Despite a four-year delay by the victim in filing suit, the Marine Corps must face claims that it allowed a known sex offender to volunteer at a middle school where he assaulted a 13-year-old girl, a federal appeals court ruled.
The 9th U.S. Circuit Court of Appeals sent the case back to the U.S. District Judge John Walter in Los Angeles to determine if the two-year deadline for filing an action should be postponed in this case.
Prior to 2013, a lawsuit alleging a Federal Tort Claims Act violation, brought more than two years after the event, would have been impossible. But the 9th Circuit, in a dividied 11-judge en banc ruling found the act’s deadline could be postponed, known as equitable tolling, because it was a procedural rule and within a judge’s power to hear the case.

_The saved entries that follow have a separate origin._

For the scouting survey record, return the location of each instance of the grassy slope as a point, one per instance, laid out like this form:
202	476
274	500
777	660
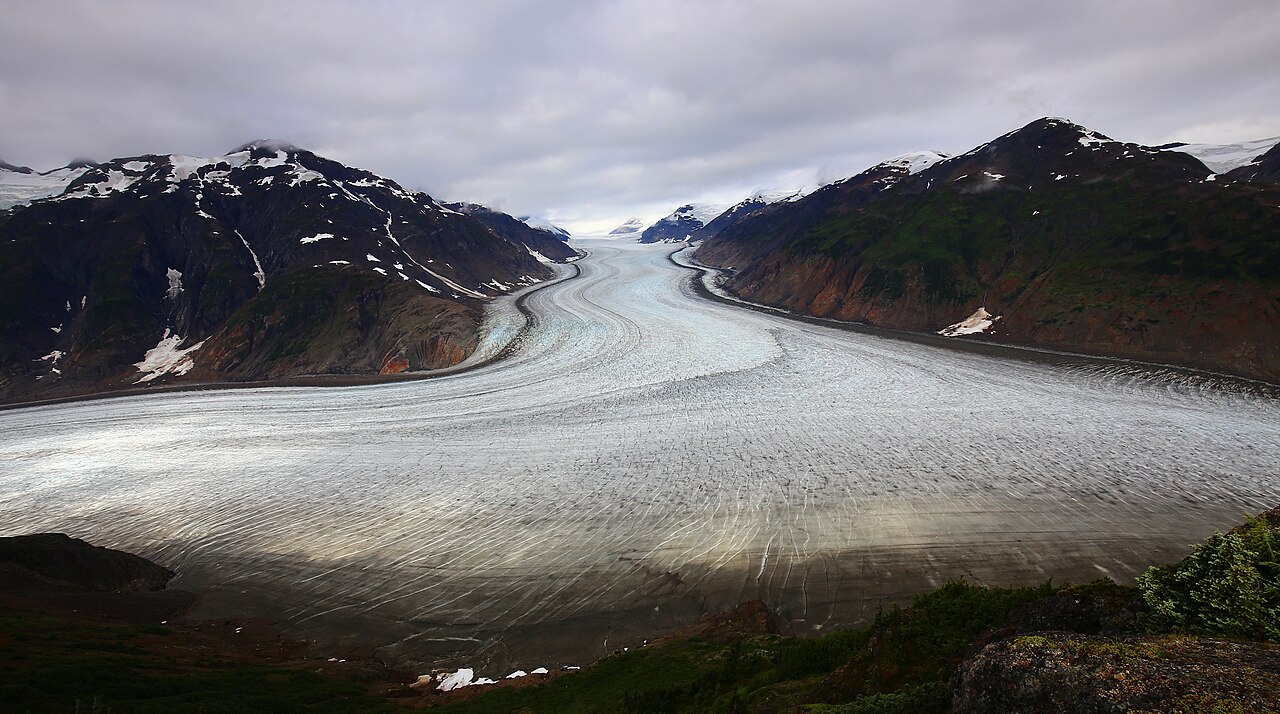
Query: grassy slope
63	663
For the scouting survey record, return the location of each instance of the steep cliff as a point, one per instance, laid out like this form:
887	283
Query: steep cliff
1073	239
266	262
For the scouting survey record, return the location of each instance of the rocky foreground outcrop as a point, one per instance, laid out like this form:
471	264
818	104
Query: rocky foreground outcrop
1066	673
60	562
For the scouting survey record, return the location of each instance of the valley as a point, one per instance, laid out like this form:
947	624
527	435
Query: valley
640	457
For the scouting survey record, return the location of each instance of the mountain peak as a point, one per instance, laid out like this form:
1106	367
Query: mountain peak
266	145
629	228
8	166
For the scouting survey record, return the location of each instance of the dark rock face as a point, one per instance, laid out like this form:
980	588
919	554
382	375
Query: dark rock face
273	260
1264	169
631	227
682	223
549	245
59	562
1056	672
1079	242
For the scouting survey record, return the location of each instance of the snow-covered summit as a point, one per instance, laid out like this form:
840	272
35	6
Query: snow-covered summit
630	228
1221	158
917	161
543	224
21	186
266	145
681	223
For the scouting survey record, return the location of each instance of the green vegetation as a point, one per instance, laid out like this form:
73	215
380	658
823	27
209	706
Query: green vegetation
904	662
54	664
900	663
905	659
1228	586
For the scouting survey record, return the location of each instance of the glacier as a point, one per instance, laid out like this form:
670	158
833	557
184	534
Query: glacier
643	456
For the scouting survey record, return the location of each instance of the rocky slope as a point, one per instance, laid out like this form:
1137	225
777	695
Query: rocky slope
1072	239
60	562
266	262
631	227
1060	672
545	242
681	223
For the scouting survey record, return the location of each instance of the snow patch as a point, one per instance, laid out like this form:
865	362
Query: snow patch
167	357
460	678
915	161
1221	158
174	283
973	324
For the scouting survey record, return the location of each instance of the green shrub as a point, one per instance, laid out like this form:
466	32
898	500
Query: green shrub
1228	586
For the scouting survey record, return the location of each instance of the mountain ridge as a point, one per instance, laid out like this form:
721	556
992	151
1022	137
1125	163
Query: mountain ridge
260	264
1077	241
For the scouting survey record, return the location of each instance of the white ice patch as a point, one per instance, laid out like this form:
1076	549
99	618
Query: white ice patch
1093	138
304	174
259	273
167	357
1224	158
18	188
278	159
460	678
973	324
174	283
915	161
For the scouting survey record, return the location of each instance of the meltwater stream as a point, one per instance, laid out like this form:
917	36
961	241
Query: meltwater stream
643	457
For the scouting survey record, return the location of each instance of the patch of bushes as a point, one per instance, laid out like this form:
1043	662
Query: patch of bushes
1228	586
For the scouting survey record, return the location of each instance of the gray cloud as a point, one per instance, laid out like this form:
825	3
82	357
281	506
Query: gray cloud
590	111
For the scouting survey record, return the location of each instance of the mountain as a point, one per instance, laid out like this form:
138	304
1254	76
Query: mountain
1064	237
632	227
1262	169
681	223
266	262
543	224
21	186
542	243
1225	158
744	209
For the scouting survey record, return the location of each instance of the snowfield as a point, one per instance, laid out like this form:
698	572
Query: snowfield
643	456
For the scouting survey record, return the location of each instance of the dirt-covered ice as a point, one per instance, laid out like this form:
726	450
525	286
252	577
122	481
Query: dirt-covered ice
645	456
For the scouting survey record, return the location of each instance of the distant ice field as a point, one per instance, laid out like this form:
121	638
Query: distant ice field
643	457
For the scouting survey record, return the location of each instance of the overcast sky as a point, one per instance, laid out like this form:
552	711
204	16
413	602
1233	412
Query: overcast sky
594	111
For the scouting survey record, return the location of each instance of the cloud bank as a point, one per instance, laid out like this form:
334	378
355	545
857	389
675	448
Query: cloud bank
592	111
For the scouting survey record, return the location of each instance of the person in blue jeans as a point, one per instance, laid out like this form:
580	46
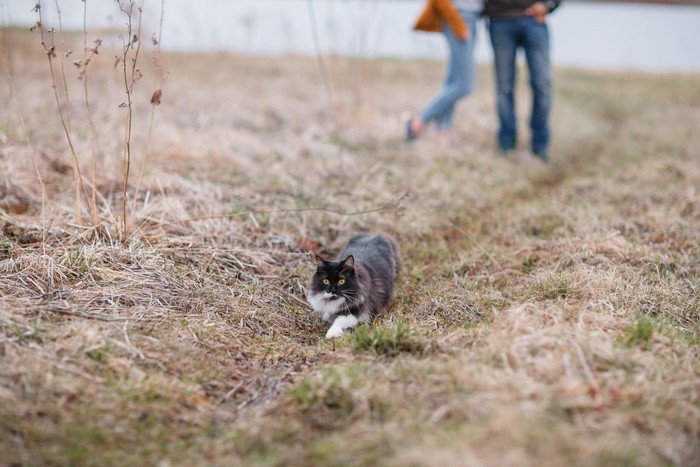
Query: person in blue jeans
457	20
515	24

In 2006, Martiza Gallardo was 13-years-old and a middle school student in Hawaiian Gardens, Calif. when Marine Sgt. Ross Curtis, then 24, lured her to his car after a career day at school and attempted to rape her, according to the court. Prior to that, Curtis, who had met Gallardo at another school event, contacted her Myspace account and left messages.
Two years after the attack, police arrested Curtis, who by then was a civilian, for sexual assault on another minor. They found the Myspace messages to Gallardo while searching his computer. Gallardo was interviewed and eventually she and her mother testified at his criminal trial.

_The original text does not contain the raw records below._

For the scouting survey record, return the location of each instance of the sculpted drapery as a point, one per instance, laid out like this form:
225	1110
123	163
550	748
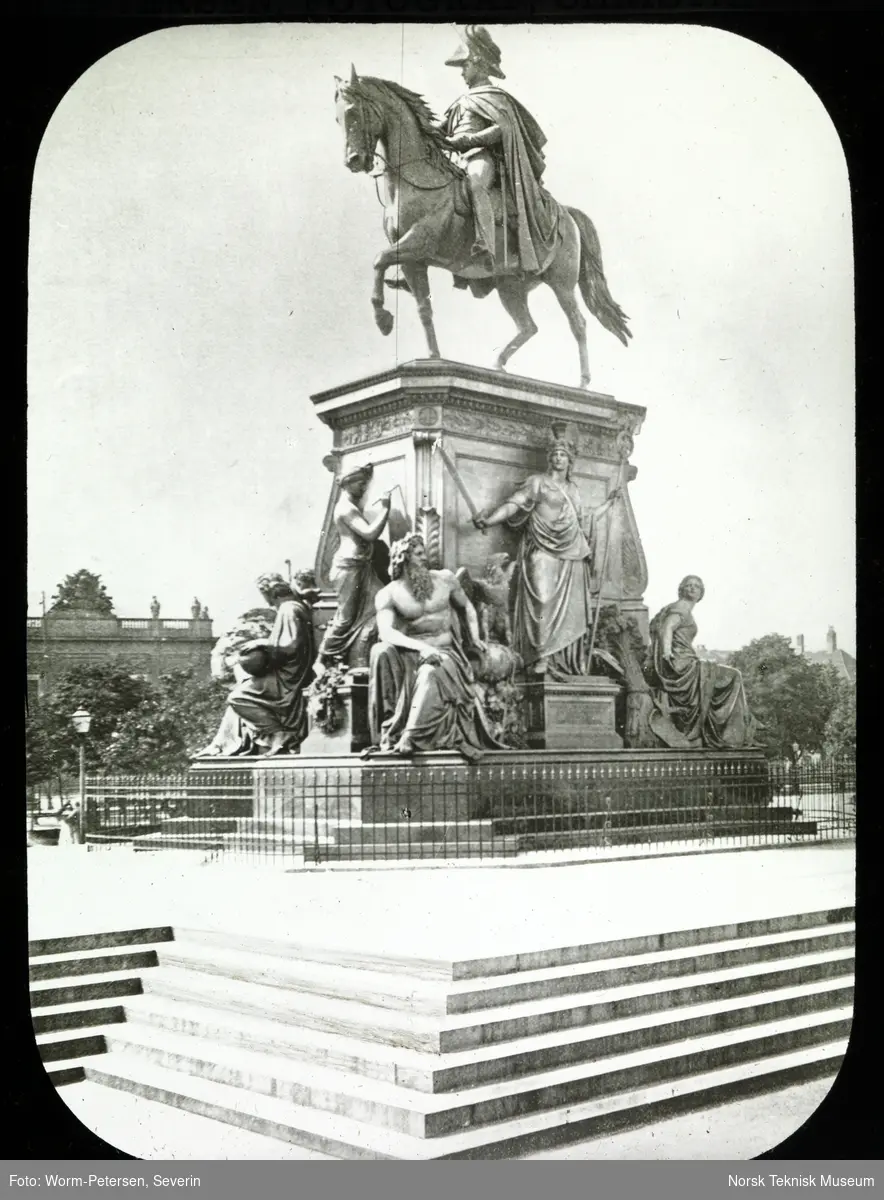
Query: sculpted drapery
553	576
272	706
696	703
437	703
519	161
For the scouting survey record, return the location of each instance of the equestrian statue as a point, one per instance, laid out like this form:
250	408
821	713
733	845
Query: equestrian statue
464	193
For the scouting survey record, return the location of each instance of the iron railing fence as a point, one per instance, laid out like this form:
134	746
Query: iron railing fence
528	804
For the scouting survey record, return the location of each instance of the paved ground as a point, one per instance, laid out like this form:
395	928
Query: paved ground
446	912
740	1131
463	911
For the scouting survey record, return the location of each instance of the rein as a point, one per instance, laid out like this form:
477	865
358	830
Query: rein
400	173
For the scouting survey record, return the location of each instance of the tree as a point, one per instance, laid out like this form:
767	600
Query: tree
791	697
138	727
163	733
841	727
82	592
108	690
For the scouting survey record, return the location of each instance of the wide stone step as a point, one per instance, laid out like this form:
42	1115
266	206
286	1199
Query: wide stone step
71	943
342	1138
432	1115
638	819
66	1044
104	985
461	1031
432	1073
469	995
653	834
518	965
455	847
90	963
397	990
66	1072
79	1014
365	987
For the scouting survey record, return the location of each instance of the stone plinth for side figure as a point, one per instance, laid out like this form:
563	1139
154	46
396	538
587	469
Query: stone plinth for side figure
572	715
494	429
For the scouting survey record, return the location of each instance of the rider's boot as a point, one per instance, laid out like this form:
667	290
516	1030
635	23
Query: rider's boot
483	214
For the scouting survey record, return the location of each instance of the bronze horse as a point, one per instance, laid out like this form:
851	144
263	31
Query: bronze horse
428	223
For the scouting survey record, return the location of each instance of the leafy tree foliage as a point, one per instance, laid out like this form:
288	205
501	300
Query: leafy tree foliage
84	592
841	726
162	735
137	727
791	697
108	690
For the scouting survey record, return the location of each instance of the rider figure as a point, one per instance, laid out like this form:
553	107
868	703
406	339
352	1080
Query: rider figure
499	141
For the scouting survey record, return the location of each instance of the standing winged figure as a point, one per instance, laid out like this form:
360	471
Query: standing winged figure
464	193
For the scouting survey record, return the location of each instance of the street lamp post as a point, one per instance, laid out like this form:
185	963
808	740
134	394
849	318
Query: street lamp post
82	720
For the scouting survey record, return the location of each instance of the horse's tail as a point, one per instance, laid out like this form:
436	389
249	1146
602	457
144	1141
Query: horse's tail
594	287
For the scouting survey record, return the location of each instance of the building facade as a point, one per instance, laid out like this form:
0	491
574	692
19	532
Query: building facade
154	646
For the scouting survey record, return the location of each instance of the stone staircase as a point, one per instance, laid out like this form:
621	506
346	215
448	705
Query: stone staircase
77	989
353	1055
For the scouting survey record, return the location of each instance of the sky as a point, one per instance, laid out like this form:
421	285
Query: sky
200	265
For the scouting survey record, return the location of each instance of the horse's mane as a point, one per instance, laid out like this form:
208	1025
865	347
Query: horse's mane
422	114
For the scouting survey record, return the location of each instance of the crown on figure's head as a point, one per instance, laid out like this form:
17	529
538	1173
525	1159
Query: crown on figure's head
476	43
563	436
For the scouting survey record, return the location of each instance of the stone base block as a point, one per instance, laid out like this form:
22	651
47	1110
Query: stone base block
352	712
573	715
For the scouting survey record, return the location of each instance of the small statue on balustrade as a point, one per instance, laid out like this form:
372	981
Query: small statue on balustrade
553	580
696	705
358	573
422	688
266	711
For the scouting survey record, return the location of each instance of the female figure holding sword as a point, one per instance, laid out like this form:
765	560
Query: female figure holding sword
552	615
353	575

During the trial Gallardo’s mother learned from a female Marine Corps member that Curtis had assaulted her but her superiors took no action against him after she reported the assault.

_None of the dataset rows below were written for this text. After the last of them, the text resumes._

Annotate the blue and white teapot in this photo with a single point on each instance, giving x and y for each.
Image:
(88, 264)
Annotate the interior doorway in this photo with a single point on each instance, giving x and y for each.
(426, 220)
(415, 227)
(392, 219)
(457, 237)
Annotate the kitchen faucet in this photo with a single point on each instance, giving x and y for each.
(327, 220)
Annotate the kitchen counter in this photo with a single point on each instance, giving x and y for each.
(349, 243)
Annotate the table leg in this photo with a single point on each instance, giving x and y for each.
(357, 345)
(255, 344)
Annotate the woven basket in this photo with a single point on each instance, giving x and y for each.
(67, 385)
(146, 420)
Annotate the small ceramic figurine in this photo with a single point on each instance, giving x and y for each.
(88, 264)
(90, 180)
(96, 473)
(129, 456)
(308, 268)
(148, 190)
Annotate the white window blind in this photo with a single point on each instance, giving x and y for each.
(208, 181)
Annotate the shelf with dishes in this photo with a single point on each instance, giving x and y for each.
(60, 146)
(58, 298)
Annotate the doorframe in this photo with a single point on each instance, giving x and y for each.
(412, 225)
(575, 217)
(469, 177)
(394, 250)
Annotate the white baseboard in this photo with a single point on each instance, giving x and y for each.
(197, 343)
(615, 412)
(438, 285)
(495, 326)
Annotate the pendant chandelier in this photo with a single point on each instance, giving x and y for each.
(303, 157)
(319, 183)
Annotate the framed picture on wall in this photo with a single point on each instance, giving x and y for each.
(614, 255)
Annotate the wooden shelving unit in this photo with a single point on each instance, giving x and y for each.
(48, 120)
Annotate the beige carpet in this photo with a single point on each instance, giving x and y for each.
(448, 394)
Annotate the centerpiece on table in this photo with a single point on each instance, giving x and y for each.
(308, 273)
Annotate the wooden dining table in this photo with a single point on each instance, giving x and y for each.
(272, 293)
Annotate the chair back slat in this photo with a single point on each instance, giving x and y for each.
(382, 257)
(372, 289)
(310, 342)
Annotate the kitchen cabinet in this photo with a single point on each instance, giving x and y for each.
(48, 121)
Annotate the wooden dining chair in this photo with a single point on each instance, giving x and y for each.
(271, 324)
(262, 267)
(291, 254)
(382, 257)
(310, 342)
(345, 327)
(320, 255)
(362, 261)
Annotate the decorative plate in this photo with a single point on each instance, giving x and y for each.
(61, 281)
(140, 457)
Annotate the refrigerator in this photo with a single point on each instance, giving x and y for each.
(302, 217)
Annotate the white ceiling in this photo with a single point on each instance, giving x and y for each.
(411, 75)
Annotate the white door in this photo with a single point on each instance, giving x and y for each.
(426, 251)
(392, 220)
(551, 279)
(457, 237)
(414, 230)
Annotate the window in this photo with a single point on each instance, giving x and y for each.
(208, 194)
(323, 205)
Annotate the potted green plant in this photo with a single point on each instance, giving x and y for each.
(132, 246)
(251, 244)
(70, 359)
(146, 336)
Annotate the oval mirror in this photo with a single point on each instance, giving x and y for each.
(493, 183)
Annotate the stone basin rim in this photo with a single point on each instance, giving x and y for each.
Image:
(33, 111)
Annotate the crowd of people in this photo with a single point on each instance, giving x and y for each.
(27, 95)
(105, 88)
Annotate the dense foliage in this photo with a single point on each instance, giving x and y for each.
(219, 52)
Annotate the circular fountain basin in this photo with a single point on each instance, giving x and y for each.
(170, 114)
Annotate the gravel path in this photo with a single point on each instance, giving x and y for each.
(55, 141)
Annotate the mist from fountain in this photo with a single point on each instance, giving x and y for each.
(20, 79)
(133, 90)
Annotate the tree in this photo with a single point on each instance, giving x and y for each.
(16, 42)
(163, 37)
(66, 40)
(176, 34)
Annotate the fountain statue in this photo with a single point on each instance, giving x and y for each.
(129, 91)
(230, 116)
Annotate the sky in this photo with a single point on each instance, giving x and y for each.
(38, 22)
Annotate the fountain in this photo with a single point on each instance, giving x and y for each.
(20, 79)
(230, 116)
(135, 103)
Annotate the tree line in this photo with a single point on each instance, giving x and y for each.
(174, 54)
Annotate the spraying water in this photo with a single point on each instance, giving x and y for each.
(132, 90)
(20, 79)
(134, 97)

She also learned that two months before her daughter’s assault, Curtis had been court-martialed for sexually assaulting three female Marines. After the court-martial he was assigned to recruitment detail until his scheduled discharge in June 2006, according to the court.
Gallardo argued that she did not learn of the other sexual assaults until 2009 and thus was within the deadline when she sued in 2010. The appeals court disagreed.
But instead the court relied on the changed precedent that allowed for tolling of the two-year deadline to file.
Judge William Fletcher ordered the case back to the district court “to consider Gallardo’s equitable tolling argument in the first instance.”
Joining Fletcher were Judges Milan Smith and Paul Watford.